Mix white-knuckle adventure, keen observation, humor, grit and social commentary (along with a style best described as Paul Theroux meets Tom Robbins) and you're in for the trip of your life.
Biography
I had my first taste of life on the road at six--and haven't stopped. It all began in an old red and white Chevy, with a burlap-covered water bag strapped onto the front grill. With my father behind the wheel, we sailed wide-eyed across the wide expanse of an uncluttered America and I was hooked on travel--my sweet addiction. Growing up in Pennsylvania's Ohio River Valley, I've been writing since I was in my teens when I contributed to local newspapers and won my first literary award at 17. While waiting for my first book to be published, I've written travel/adventure articles for anthologies, international magazines, newspapers, and the Internet. Yak Butter Blues, my first book, is about a 650-mile trek of faith and survival that my wife Cheryl and I took, becoming the first Western couple to walk a Buddhist pilgrim's trail from Lhasa to Kathmandu. As we stayed with local families along the way, it provides an intimate look at Tibetan life under Chinese occupation. It's now in its second edition, and was a 2005 IPPY (Independent Publisher) award-winner. Dead Men Don’t Leave Tips: Adventures X Africa premiered in late 2005. It's about a crazed 7-month journey across some of the wildest regions of Africa with some of the most bizarre traveling companions possible. My photographs have won awards from National Geographic Traveler and Islands magazines, and I've recently been accepted into the prestigious Explorers Club. My new book about a 2600-mile walk for peace I made from France to Jerusalem, Along the Templar Trail, was awarded the 2009 Best Travel Book in the Lowell Thomas Travel Journalism Competition, SATWF. It was also short-listed for Book of the Year by ForeWord Magazine.
Inspiration
Inspiration is everywhere. I've always pondered the "whys" of life. I enjoy adventure traveling--and inspiring others to discover life's possibilities through long-distance walking, preferably ultra-light. Although I'd backpacked through nearly 100 countries, I discovered something totally unique while walking 650-miles across Tibet--the pleasure of "deliberate travel." Slowing down, walking, gives us the ability to travel outside--while traveling within.
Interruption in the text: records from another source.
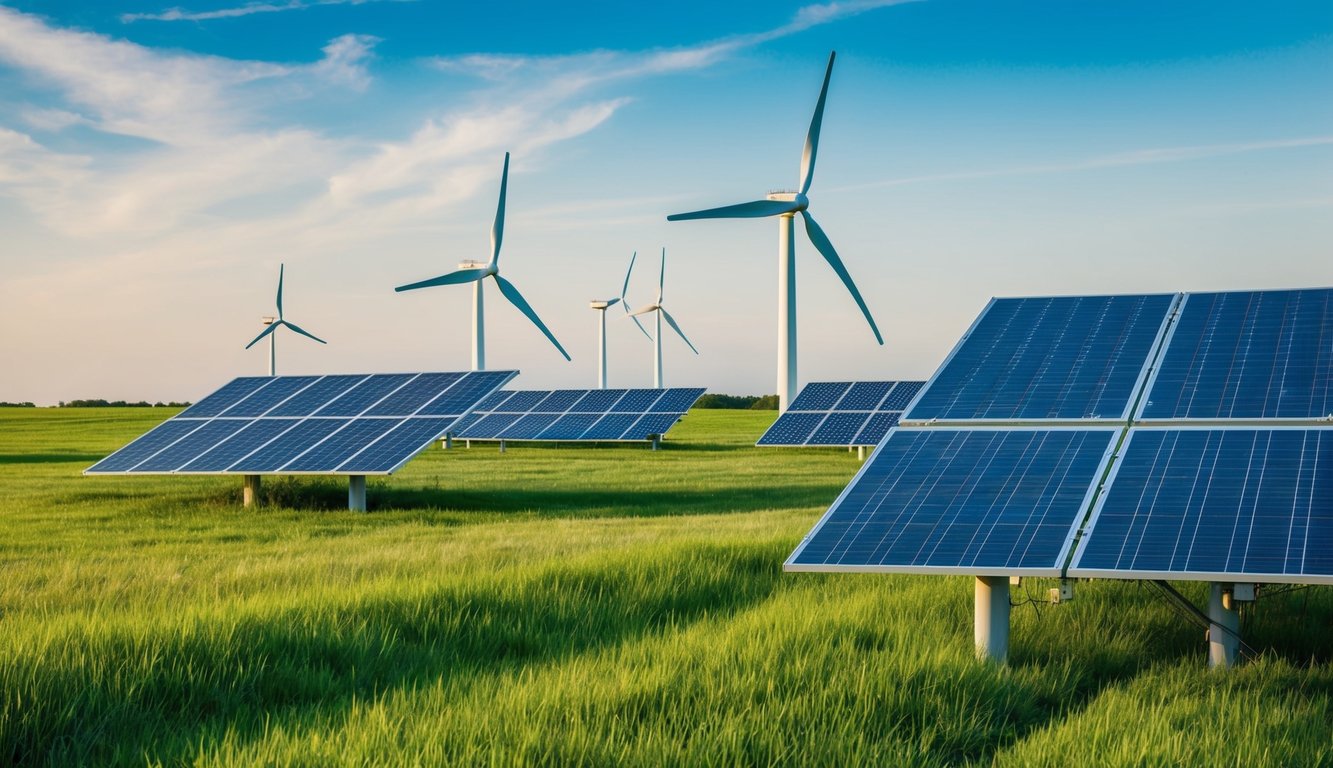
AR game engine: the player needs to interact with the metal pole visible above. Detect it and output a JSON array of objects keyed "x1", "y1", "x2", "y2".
[
  {"x1": 598, "y1": 309, "x2": 607, "y2": 389},
  {"x1": 348, "y1": 475, "x2": 367, "y2": 512},
  {"x1": 243, "y1": 475, "x2": 261, "y2": 507},
  {"x1": 777, "y1": 213, "x2": 797, "y2": 413},
  {"x1": 472, "y1": 278, "x2": 485, "y2": 371},
  {"x1": 269, "y1": 333, "x2": 276, "y2": 377},
  {"x1": 974, "y1": 576, "x2": 1010, "y2": 663},
  {"x1": 654, "y1": 311, "x2": 663, "y2": 388},
  {"x1": 1208, "y1": 583, "x2": 1241, "y2": 669}
]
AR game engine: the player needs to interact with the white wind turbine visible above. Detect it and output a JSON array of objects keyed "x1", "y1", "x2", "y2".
[
  {"x1": 244, "y1": 263, "x2": 326, "y2": 376},
  {"x1": 395, "y1": 152, "x2": 570, "y2": 369},
  {"x1": 627, "y1": 248, "x2": 697, "y2": 388},
  {"x1": 589, "y1": 251, "x2": 651, "y2": 389},
  {"x1": 667, "y1": 51, "x2": 882, "y2": 412}
]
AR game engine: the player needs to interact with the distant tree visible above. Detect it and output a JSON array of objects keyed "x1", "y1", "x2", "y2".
[
  {"x1": 0, "y1": 401, "x2": 36, "y2": 408},
  {"x1": 694, "y1": 394, "x2": 779, "y2": 410},
  {"x1": 59, "y1": 399, "x2": 174, "y2": 408},
  {"x1": 749, "y1": 394, "x2": 779, "y2": 410}
]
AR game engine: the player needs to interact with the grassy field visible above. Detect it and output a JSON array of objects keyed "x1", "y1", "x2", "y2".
[{"x1": 0, "y1": 407, "x2": 1329, "y2": 766}]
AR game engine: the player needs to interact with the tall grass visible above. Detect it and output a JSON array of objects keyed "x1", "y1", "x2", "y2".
[{"x1": 0, "y1": 408, "x2": 1328, "y2": 766}]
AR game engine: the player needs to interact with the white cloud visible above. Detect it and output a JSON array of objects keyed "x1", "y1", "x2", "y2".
[
  {"x1": 311, "y1": 33, "x2": 380, "y2": 91},
  {"x1": 120, "y1": 0, "x2": 411, "y2": 24}
]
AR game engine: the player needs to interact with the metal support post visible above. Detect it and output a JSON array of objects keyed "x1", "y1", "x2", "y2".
[
  {"x1": 651, "y1": 436, "x2": 661, "y2": 451},
  {"x1": 974, "y1": 576, "x2": 1010, "y2": 664},
  {"x1": 348, "y1": 475, "x2": 367, "y2": 512},
  {"x1": 857, "y1": 445, "x2": 866, "y2": 460},
  {"x1": 242, "y1": 475, "x2": 261, "y2": 507},
  {"x1": 498, "y1": 439, "x2": 506, "y2": 454},
  {"x1": 1208, "y1": 582, "x2": 1241, "y2": 669}
]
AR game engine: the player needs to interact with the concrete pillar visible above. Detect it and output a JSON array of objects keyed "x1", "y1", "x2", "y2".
[
  {"x1": 243, "y1": 475, "x2": 261, "y2": 507},
  {"x1": 348, "y1": 475, "x2": 367, "y2": 512},
  {"x1": 1208, "y1": 582, "x2": 1241, "y2": 669},
  {"x1": 974, "y1": 576, "x2": 1010, "y2": 664}
]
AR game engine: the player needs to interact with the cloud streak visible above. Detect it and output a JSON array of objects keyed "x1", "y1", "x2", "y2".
[{"x1": 120, "y1": 0, "x2": 409, "y2": 24}]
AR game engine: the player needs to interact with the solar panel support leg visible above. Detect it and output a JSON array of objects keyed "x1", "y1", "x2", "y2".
[
  {"x1": 1208, "y1": 583, "x2": 1241, "y2": 669},
  {"x1": 243, "y1": 475, "x2": 261, "y2": 507},
  {"x1": 651, "y1": 436, "x2": 660, "y2": 451},
  {"x1": 974, "y1": 576, "x2": 1009, "y2": 664},
  {"x1": 857, "y1": 446, "x2": 866, "y2": 460},
  {"x1": 499, "y1": 439, "x2": 506, "y2": 454},
  {"x1": 349, "y1": 475, "x2": 367, "y2": 512}
]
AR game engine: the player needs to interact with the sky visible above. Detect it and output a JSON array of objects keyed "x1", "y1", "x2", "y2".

Plus, it expands our experience by bringing us more into intimate contact with the people and things around us. So travel become more than a slide show. It shapes who we are; it influences those we meet. Since that Tibetan adventure (detailed in my book Yak Butter Blues), I've continued these spiritual adventures, walking many of the world's major pilgrimage trails: the the famed Camino de Santiago across Spain (twice), the Via Francigena from England to Rome, and St. Olav’s Way across Norway. Last fall, I completed the longest journey I'd ever attempted--a 2600-mile walk for peace through ten countries and two continents from France to Jerusalem. This was an amazing odyssey and the subject of a my new book, Along the Templar Trail. Other interests...Tibetan freedom, exploration, photography, peace and human rights, archeology, camping, boating, Africa, spiritual development. The secret is finding passion in everything you do.